Immigration reform will pass the Senate before the Fourth of July, Senate majority leader Harry Reid (D) of Nevada has vowed. During the two weeks of Senate debate, the fate of President Obama's top second-term priority hangs in the balance. The bipartisan "Gang of Eight" senators that has driven the debate wants an overwhelming Senate vote to both increase pressure on the GOP-led House to move on immigration and to strengthen the Senate's hand in an eventual negotiations over a final immigration bill. 

Here are five key senators (or groups of senators) that will be pivotal in the debate.

1. Marco Rubio (R) of Florida

John Locher/Las Vegas Review-Journal/AP/File
Sen. Marco Rubio (R) of Florida speaks at a news conference on immigration in Las Vegas earlier this year.

Will he stay or will he go? The Florida Republican was a pivotal piece of the Senate Gang of Eight.
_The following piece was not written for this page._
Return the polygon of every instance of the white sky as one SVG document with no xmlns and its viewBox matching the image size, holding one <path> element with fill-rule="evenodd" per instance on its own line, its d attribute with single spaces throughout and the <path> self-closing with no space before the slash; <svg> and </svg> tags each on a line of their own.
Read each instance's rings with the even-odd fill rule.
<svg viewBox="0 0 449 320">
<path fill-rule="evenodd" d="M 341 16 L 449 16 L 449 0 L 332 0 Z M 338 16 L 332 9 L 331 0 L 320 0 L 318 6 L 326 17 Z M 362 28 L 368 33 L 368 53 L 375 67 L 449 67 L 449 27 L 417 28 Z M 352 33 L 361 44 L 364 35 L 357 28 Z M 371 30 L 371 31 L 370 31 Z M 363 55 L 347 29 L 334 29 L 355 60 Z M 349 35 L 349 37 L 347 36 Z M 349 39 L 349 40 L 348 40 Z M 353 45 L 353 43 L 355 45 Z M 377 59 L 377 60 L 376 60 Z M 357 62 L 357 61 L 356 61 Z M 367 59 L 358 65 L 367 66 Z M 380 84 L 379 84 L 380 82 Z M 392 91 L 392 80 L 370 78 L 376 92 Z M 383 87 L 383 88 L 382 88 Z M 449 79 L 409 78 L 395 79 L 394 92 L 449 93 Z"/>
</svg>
His status as a GOP 2016 presidential contender with tea party chops and a powerful personal story about the American immigrant experience has made him the bill's key emissary to the GOP base and conservative lawmakers alike.

Each of the gang’s other Republican members – Sens. Jeff Flake and John McCain of Arizona and Sen. Lindsey Graham of South Carolina – have long been advocates of comprehensive immigration reform. Senator Rubio’s addition to the club appeals to the most energetic wing of the party, the conservative grass-roots that powered Rubio to office in 2010 and keep him among the brightest stars in the Republican presidential firmament.

Rubio has been willing to go where those like Senator McCain, the party “maverick” at odds with the GOP base, cannot: conservative television and talk radio,  turf historically inhospitable (to put it mildly) to the immigration reform.

But Rubio is requiring changes for his continued support of the bill.

First up is not attaching potentially-explosive social issues to the measure, which means Sen. Pat Leahy (D) of Vermont’s amendment to allow gay marriages to be recognized in immigration cases is a deal-killer.

Second, he wants to make those who are legalized by the legislation wait longer for certain benefits (such as subsidies under the national health-insurance exchanges established by Obamacare) or he – and Sen. Orrin Hatch (R) of Utah, whose amendments on this subject Rubio has endorsed – will walk.

Third, Rubio has said the bill’s border-security requirements must be strengthened for it to pass the Senate, much less the GOP-controlled House.

While a solution to the first two matters appears in hand, the question of what counts as appropriate border security is vexing to lawmakers on both sides of the aisle. Democrats don’t want to lay insurmountable hurdles on the pathway to citizenship but want to get to enough Republican support to have 70 votes or more for the bill, strengthening their hand in negotiating an eventual compromise bill with the House.

Republicans searching for improved border-security measures want to compel the executive branch to follow through without being seen as trying to kill the immigration-reform process, something many Republicans believe could be a deadly to the party’s chances of reclaiming the White House in 2016 and beyond.

The immigration-reform effort likely would not have come as far and as fast as it has without Rubio. He will be a pivotal arbiter of the border-security question in the weeks to come.

But will he eventually help push it across the finish line or, if his demands aren’t met, sink it altogether?